Melbourne based lighting controls startup Daintree Networks was acquired by Current (GE) for supposedly $77m (USD).
More background from an Australian media outlet (note the figures must be in Australian currency):
GE has bought Melbourne-founded building automation startup Daintree Networks for more than $100 million, one of the biggest private sales of an Australian technology business this decade.
Started by Bill Wood and other former Hewlett-Packard engineers in Melbourne in 2003, Daintree’s wireless system for controlling lighting and air-conditioning, Controlscope, is already used in 1000 small-to-medium sized commercial buildings in the US.
Following the purchase by GE, Daintree’s team – 30 engineers in Melbourne and about 30 other staff in California and Massachussetts – will join a GE unit called Current, a six-month-old internal startup which deploys Predix, GE’s industrial internet software platform.
“This acquisition will enable Current to expand its building automation platform and its energy-as-a-service offering to small- and medium-size facilities across the globe through the deployment of Daintree’s open, standards-based wireless control systems,” GE said in a statement.
Teresa Engelhard, Jolimont Capital managing partner and long-time Daintree director, says the sale represents Jolimont’s largest-ever dollar return. Andrew Meares
GE did not disclose the terms of the deal. However, managing partner at Melbourne-based venture capital firm Jolimont Capital, Teresa Engelhard, said it would return $42 million to investors from its approximately 40 per cent stake in the company, built from a total of $17 million funding across Daintree’s seed, Series A amd Series B rounds.
This return, the largest in dollar size in Jolimont’s 13-year history, would value the company at just over $100 million.
The venture capital arm of Australian property giant Lend Lease was Daintree’s other major investor. It lead 2010’s Series B capital raising and was also understood to have around a 40 per cent stake. A spokesperson said the transaction was immaterial by the definition of the ASX listing rules, and terms would not be disclosed.
The integration into Predix will make it easier for building managers to analyse data collected from Daintree sensors, and make decisions to reduce energy costs even further than the 60 per cent the company already claims on behalf of US clients like Universal Music Group and National Bank Of Arizona.
“Predix really ups the ante to where Daintree would have taken a long time to get to on its own,” said Daintree’s San Francisco-based chief executive, Derek Proudian.
Daintree’s engineering team will remain in Melbourne following the transaction, confirmed GE’s chief executive for Australia, Geoff Culbert.
“We want to keep the essence of their entrepreneurial culture but give it a global platform.
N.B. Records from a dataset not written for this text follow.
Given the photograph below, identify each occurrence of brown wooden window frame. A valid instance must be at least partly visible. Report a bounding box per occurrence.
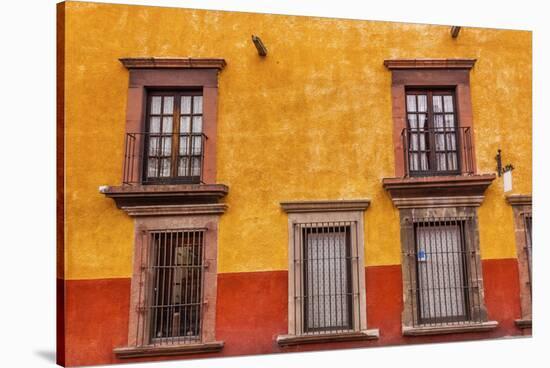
[120,57,225,186]
[142,89,208,184]
[384,59,477,177]
[277,200,379,346]
[404,86,463,176]
[398,204,498,336]
[114,207,226,358]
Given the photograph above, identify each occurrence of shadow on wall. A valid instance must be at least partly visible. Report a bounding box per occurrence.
[34,350,55,364]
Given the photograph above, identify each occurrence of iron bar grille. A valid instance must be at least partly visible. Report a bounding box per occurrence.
[401,127,474,176]
[407,217,484,326]
[523,213,533,293]
[136,229,205,346]
[293,221,360,335]
[123,133,207,185]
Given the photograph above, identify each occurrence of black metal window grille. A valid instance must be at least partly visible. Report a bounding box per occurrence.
[523,213,533,293]
[136,229,205,345]
[408,217,483,326]
[124,91,207,184]
[402,90,473,176]
[294,221,360,334]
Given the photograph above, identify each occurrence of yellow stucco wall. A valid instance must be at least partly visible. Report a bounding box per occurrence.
[65,2,531,279]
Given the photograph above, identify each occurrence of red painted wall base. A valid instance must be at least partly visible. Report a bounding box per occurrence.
[58,259,524,366]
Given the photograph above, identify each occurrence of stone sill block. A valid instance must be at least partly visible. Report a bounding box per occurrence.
[113,341,223,359]
[403,321,498,336]
[514,319,533,328]
[277,329,380,346]
[99,184,229,208]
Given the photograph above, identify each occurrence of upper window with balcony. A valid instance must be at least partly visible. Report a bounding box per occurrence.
[100,57,228,210]
[402,89,472,176]
[140,91,206,184]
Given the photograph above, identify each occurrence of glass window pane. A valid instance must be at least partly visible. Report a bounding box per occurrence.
[418,95,428,112]
[407,114,418,129]
[160,158,170,177]
[193,137,202,155]
[149,117,160,133]
[445,114,455,128]
[407,95,416,112]
[193,116,202,133]
[443,96,454,112]
[162,116,172,133]
[147,158,158,178]
[305,229,350,330]
[416,225,466,320]
[181,96,191,114]
[434,115,444,132]
[149,137,159,156]
[193,96,202,114]
[180,116,191,133]
[162,96,174,114]
[418,114,428,129]
[433,96,443,112]
[191,157,201,176]
[151,96,162,114]
[162,137,172,156]
[178,157,189,176]
[179,137,189,156]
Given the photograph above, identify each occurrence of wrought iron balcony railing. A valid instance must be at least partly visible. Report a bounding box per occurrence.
[401,127,475,176]
[123,133,207,185]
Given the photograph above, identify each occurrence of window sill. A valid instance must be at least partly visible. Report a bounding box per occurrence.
[113,341,223,359]
[403,321,498,336]
[277,329,380,346]
[99,184,229,208]
[382,174,495,208]
[514,319,533,329]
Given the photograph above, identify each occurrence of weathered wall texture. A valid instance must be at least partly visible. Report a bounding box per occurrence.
[65,3,531,279]
[59,2,532,361]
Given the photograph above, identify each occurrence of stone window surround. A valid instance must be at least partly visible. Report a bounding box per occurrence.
[114,203,227,359]
[506,194,532,328]
[394,195,498,336]
[103,57,229,359]
[120,57,226,184]
[277,199,379,347]
[384,59,476,177]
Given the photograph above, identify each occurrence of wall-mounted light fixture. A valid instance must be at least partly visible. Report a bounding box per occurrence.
[495,149,514,176]
[252,35,267,56]
[451,26,462,38]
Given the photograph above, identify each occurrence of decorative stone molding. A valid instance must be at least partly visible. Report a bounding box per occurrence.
[402,321,498,336]
[506,194,533,206]
[393,196,484,209]
[281,199,370,213]
[382,174,496,206]
[113,341,223,359]
[384,59,476,70]
[121,203,227,217]
[99,184,229,211]
[119,57,226,70]
[277,329,380,346]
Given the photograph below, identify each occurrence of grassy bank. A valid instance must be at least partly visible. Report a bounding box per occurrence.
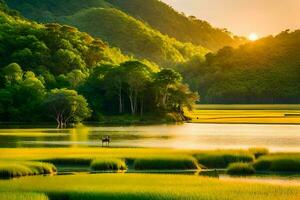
[189,104,300,124]
[253,154,300,173]
[133,156,199,170]
[195,150,255,169]
[0,162,56,178]
[0,148,300,175]
[91,159,127,171]
[0,174,300,200]
[0,191,49,200]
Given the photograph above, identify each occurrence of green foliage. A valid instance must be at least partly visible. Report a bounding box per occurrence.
[44,89,91,128]
[0,5,197,124]
[133,156,199,170]
[0,162,56,178]
[91,158,127,171]
[227,163,255,176]
[254,154,300,172]
[195,151,254,169]
[7,0,208,67]
[107,0,246,51]
[79,61,198,119]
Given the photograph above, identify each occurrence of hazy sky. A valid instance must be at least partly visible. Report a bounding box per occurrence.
[162,0,300,36]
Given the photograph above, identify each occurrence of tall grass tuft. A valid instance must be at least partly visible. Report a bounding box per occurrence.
[0,162,56,178]
[42,158,92,166]
[133,156,199,170]
[249,148,269,159]
[253,155,300,172]
[226,163,255,176]
[0,192,49,200]
[195,151,254,169]
[91,158,127,171]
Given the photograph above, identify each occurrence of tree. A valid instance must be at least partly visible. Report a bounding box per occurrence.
[120,61,151,115]
[104,67,125,114]
[155,69,182,108]
[44,89,91,128]
[3,63,23,85]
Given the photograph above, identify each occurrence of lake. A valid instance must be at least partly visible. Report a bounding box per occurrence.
[0,123,300,152]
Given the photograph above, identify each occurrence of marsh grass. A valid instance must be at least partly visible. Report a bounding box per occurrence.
[0,192,49,200]
[91,158,127,171]
[42,157,93,167]
[133,156,200,170]
[253,154,300,172]
[0,174,300,200]
[249,147,269,159]
[226,163,255,176]
[195,151,255,169]
[0,162,56,178]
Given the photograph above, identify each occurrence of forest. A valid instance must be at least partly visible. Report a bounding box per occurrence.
[0,0,300,125]
[0,2,198,127]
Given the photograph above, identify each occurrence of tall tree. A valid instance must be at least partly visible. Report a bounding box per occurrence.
[44,89,91,128]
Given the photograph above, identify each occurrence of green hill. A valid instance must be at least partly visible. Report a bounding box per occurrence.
[107,0,246,51]
[6,0,208,67]
[0,1,129,75]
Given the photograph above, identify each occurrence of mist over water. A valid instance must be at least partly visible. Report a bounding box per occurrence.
[0,124,300,152]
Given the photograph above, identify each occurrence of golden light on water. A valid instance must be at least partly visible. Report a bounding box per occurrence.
[248,33,258,41]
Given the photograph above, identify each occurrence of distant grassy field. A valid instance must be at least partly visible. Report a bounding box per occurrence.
[190,105,300,124]
[0,174,300,200]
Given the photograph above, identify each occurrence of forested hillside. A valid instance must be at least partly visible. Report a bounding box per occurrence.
[0,2,198,124]
[7,0,209,67]
[107,0,246,51]
[178,30,300,103]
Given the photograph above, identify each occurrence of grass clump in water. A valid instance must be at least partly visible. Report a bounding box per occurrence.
[249,148,269,158]
[91,158,127,171]
[195,151,254,169]
[253,155,300,172]
[0,162,56,178]
[133,156,199,170]
[43,158,92,166]
[227,163,255,176]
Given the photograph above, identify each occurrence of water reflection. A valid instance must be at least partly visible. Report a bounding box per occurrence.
[0,124,300,151]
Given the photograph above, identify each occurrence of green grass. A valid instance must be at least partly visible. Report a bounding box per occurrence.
[226,163,255,176]
[195,150,254,169]
[188,104,300,124]
[0,162,56,178]
[249,147,269,158]
[133,156,199,170]
[42,158,92,166]
[91,158,127,171]
[0,174,300,200]
[253,154,300,172]
[0,192,49,200]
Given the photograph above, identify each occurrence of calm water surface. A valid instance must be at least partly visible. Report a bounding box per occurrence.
[0,124,300,152]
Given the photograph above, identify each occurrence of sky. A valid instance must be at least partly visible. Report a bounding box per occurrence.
[162,0,300,37]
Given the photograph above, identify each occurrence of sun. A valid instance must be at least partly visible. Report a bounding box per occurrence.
[248,33,258,42]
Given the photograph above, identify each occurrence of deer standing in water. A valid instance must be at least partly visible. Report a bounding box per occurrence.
[102,136,111,147]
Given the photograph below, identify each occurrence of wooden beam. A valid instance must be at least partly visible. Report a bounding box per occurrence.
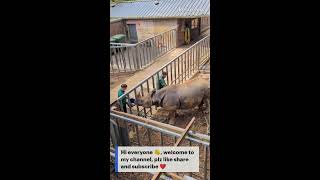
[151,117,196,180]
[110,110,210,142]
[110,110,183,134]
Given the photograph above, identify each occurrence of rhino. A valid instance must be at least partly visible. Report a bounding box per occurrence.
[135,76,210,134]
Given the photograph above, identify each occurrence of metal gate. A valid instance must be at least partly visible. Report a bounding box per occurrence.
[110,35,210,179]
[110,29,176,74]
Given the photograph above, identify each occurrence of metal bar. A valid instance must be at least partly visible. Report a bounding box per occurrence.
[147,39,153,62]
[203,146,208,180]
[173,59,177,84]
[110,111,210,146]
[181,56,183,83]
[184,54,188,80]
[134,46,142,69]
[160,132,163,146]
[166,66,169,85]
[147,81,152,115]
[186,52,191,78]
[151,76,157,110]
[120,48,127,72]
[135,125,140,146]
[140,84,147,117]
[109,48,114,72]
[113,48,120,72]
[177,56,180,84]
[126,47,132,71]
[127,94,132,114]
[134,89,139,114]
[113,35,210,104]
[151,117,195,180]
[168,63,172,84]
[147,129,152,146]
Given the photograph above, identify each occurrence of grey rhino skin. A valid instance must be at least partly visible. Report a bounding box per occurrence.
[136,77,210,134]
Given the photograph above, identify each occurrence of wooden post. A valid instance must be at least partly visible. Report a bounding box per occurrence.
[151,117,195,180]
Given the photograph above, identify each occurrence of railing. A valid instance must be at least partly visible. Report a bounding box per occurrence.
[110,35,210,179]
[110,113,210,179]
[111,35,210,111]
[110,29,176,73]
This is a wonderful story for Australian technology,” he said.
Proudian only took the helm of Daintree last June but has overseen a doubling of the Melbourne engineering team in that time. He describes the team as “thought leaders” in the world of wireless mesh networking.
“Silicon Valley is so overheated, you just can’t find talented people for any amount of money,” he said. “The work ethic and calibre of our engineers – and their stickiness, you don’t get the job hoppers you get in California – make Australia a great place to grow. I’ve built teams around the world and Melbourne’s a breath of fresh air.”
The Daintree acquisition better positioned GE for the coming boom in industrial internet, Culbert said.
“The industrial internet today is where consumer internet was in 1999. GE projects there will be 50 billion connected machines by 2020, including 100 million connected lightbulbs. These once static things are being turned into powerful drivers of information. We think there’ll be exponential growth from there.”
Engelhard, who resigned her nine-year directorship of Daintree along with the rest of its board at a handover ceremony in Melbourne on Thursday, said the Daintree deal was proof that Australia could “do deep tech, do it as well or better than anyone, and do it despite all the naysayers we encountered in Australia along the way.”